Horror rape must force us to face hard truths

2012-04-21 09:10

 A 17-year-old girl from Dobsonville in Soweto became the symbol of South Africa’s rape shame this week.

The girl, described in reports as having the mental capacity of a five-year-old, was filmed being raped by a group of boys and young men in a Dobsonville field. When they were finished, they offered her R2 in exchange for her silence.

What happened to this girl is not unusual.

South Africa’s rape statistics are an annual horror story – the stark numbers on police slide shows, a silent testament to the tens of thousands of women who are able to report their rapes each year. Tens of thousands more are not able to report them – through fear, or because they do not know how.

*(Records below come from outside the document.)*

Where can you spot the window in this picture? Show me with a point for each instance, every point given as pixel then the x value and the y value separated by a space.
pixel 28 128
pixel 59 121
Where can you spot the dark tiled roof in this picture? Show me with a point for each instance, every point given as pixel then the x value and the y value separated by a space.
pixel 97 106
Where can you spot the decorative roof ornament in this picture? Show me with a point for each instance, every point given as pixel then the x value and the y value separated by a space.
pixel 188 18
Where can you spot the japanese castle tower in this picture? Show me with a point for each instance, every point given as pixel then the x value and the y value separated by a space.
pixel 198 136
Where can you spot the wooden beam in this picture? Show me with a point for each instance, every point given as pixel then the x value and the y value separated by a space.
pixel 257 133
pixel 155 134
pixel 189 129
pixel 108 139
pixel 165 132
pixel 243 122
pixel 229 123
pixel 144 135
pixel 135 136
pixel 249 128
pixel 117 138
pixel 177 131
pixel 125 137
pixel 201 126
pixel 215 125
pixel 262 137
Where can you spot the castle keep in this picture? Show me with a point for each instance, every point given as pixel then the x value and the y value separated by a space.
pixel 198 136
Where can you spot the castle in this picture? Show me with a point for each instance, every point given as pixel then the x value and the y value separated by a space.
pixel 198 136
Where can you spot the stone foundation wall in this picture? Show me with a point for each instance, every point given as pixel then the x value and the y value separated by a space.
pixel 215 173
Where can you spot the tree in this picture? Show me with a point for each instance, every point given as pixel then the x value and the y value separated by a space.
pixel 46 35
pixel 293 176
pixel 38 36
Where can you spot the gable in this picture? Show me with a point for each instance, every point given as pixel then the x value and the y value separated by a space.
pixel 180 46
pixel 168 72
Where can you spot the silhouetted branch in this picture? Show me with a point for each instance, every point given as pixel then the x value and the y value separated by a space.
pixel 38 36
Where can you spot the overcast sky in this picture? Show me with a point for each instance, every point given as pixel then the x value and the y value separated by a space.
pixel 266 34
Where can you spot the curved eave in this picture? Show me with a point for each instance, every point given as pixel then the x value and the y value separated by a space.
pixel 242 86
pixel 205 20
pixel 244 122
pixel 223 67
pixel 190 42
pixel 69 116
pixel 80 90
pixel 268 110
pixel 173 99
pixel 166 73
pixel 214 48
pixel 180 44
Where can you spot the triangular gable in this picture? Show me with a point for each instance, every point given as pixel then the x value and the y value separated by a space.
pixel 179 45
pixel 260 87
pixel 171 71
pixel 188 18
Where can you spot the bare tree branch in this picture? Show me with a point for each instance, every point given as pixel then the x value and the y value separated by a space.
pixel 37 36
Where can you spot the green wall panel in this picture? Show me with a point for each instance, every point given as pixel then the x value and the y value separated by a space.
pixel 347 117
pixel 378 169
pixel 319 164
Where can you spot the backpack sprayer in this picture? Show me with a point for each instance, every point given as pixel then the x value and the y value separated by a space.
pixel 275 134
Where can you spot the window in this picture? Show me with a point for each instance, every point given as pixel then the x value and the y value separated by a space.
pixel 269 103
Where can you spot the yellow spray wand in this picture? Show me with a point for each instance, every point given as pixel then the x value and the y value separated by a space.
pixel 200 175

Having been violated once, they cannot face police officers, prosecutors, their rapist and risk more violation.

The Dobsonville teenager may never have reported this rape.

A resident caught her daughter watching the video of the gang rape, laughing as she did.

The horrified woman confiscated her daughter’s cellphone and took it to reporters at Daily Sun.

It was their initial report, and the fact that the police were finally notified, that catapulted this teen’s horrific ordeal into the public eye.

Now that we are looking, now that our eyes are firmly focused on this tragedy, it is important that South Africans refuse to look away.

We must continue to gaze, unflinchingly, at the mirror this incident holds up to our society: a girl in need of special care, a mother who seems unable to give her daughter the support she needs, and neighbours who claim they knew the girl had been abused before, but who did nothing.

A group of boys, City Press has been told, saw the vulnerable teenager as an easy way to lose their virginity. They saw her sexuality as a challenge, or perhaps a threat.

We live in a society that has made it acceptable, and perhaps even desirable, for men to assert their masculinity in the most brutal way imaginable. We are not only failing the country’s women and girls, but its men and boys.

A range of factors – absent fathers, a dearth of strong leadership on gender issues, political and religious leaders too slow to condemn violence against women – have led us here.

It is possible, though, to turn the tide. It will require bravery and hard work, and difficult conversations. It will mean South Africa’s men will have to stop making excuses for each other and start calling each other out on bad language, bad behaviour and bad attitudes towards women.

We owe the Dobsonville teen nicknamed “Jackpot” that much.